Three hundred billion atmospheres was an incomprehensible metric. The maximum pressure generated in the microsecond before a standard hydrogen bomb detonated was only around one million atmospheres.

"Perhaps... if we artificially spike the ignition temperature far beyond stellar norms, we could theoretically lower the pressure requirement," Hao Yu muttered, his brow furrowed in intense calculation.

"Yes," Dr. Felix chimed in, nodding slowly. "As the thermal kinetic energy of the plasma rises, the required pressure for nuclear ignition decreases. But we don’t have a reliable mathematical model for that kind of hyper-thermal reaction. Even with our new Helium-3 detonators, which produce the highest ignition temperatures ever recorded, we have no idea if it’s enough to trigger a four-way fusion event..."

Seeing the room fall silent even the usually trigger-happy Hao Yu was hesitating, Jason realized he had underestimated the engineering wall.

The ultimate weapon wasn’t going to be built in a weekend. If it were easy, the Old World superpowers would have built it decades ago.

"Alright," Jason said smoothly, leaning back. "Let’s put a pin in the Tetrahydrogen project for now. I just wanted to plant the seed. You can all take the theory back to your labs and let it simmer. There’s no hard deadline on this."

The scientists nodded in palpable relief. They were already stretched to the breaking point trying to automate the ship’s industrial base. The Wolfpack Design Bureau was drowning in blueprints for the heavy transport trains, and the Tesla Institute was rushing the nuclear excavators. They simply didn’t have the manpower to build a miniature star right now. They would tackle the theory when their schedules opened up.
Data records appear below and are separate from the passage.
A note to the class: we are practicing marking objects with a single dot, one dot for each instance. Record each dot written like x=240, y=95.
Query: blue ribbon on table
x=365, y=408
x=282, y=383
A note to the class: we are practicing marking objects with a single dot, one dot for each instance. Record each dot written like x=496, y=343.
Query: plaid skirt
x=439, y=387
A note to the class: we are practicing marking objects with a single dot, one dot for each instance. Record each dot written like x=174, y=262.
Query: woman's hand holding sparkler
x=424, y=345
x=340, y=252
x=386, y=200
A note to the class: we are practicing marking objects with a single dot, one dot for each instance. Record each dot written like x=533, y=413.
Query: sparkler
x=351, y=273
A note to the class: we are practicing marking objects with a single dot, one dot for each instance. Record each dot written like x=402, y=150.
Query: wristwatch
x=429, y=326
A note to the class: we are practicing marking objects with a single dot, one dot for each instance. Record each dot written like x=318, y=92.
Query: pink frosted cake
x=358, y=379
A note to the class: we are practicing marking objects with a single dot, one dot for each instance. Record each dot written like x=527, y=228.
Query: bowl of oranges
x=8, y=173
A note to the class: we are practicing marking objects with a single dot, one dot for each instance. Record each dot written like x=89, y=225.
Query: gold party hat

"However, the directed-energy and electromagnetic weapons you proposed are highly feasible," Hao Yu suddenly added, his eyes brightening. "The Old World had working prototypes, but they were severely hindered by atmospheric blooming and gravity drag. Their destructive power was, frankly, pathetic barely enough to punch through an armored car. But if we mount them in a hard vacuum, with zero atmospheric interference..."

Hao Yu smiled thinly, leaving the sentence unfinished. He didn’t want Jason to expect Death Star superlasers right away, but the potential was there.

"It’s the only logical path forward," Jason replied, shaking his head. "High-velocity kinetic and directed-energy weapons are the absolute baseline for naval combat in a vacuum. We have to start small and scale up."

"If we don’t start the research now, we’ll never have them when we need them. I’m counting on all of you."